We want to fund companies that have the potential to create a million jobs.

There are a lot of areas where it makes sense to divide labor between humans and computers-—we are very good at some things computers are terrible at and vice versa—-and some of these require huge amounts of human resources.

This is both good for the world and likely a good business strategy—-as existing jobs go away, a company that creates a lot of new jobs should be able to get a lot of talented people.


The internet has made it easy to distribute creative work to millions of people, but no one has figured out how to help creatives make a sustainable living.

In the arts, there is an army of middle men that exist between the artist and the fan. Each person in the middle takes a cut of each dollar made by the artist. We want to see more startups that are building a direct pipeline from artist to fan.

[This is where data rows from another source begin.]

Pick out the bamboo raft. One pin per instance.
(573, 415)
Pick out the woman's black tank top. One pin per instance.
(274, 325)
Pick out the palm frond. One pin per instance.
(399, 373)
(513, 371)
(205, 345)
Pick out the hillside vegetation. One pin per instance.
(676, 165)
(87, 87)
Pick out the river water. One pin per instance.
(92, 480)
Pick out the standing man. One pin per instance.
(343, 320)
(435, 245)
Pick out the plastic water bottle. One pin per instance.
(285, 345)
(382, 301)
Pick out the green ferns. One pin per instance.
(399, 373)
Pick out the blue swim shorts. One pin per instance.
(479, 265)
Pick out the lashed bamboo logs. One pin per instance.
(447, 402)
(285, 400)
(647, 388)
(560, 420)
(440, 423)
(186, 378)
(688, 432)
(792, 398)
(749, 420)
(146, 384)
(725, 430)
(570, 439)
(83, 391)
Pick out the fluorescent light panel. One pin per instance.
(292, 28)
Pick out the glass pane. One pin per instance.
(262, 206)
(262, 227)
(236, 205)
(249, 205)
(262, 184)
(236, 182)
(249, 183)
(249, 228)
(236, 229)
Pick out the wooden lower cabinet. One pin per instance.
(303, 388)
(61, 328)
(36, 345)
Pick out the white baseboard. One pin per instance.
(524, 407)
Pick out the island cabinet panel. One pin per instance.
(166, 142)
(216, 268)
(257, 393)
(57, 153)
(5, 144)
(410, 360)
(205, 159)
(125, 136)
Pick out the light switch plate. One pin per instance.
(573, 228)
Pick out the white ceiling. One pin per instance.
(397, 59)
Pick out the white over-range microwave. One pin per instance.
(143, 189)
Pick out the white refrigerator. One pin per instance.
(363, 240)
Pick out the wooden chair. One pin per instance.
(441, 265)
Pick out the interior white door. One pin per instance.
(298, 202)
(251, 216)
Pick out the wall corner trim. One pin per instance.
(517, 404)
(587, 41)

We believe there are ways to build more creator-friendly platforms, and we’re interested in seeing projects that make it easier for artists to raise funding, track consumption of their work and prevent piracy.


About half of all energy is used on transportation, and people spend a huge amount of time unhappily commuting.

Face-to-face interaction is still really important; people still need to move around. And housing continues to get more expensive, partially due to difficulties in transportation. We’re interested in better ways for people to live somewhere nice, work together, and have easier commutes.

Specifically, lightweight, short-distance personal transportation is something we’re interested in.


Tens of millions of working poor in America don’t see a path to the middle class.

This population has to navigate a world with substandard services, low quality housing, overcrowded schools, and crime in their neighborhoods. They are often unbanked and living paycheck to paycheck.

The US government alone spends hundreds of billions of dollars per year on social services and safety net programs for these underserved communities.

We believe great non-profits and for-profits can bring technology and strong metrics-driven approaches to this largely ignored, massive market.

VR and AR 🔗

Virtual reality and augmented reality have been a long-unfulfilled promise.

But we feel the wave is coming, and this is the right time to start working on it.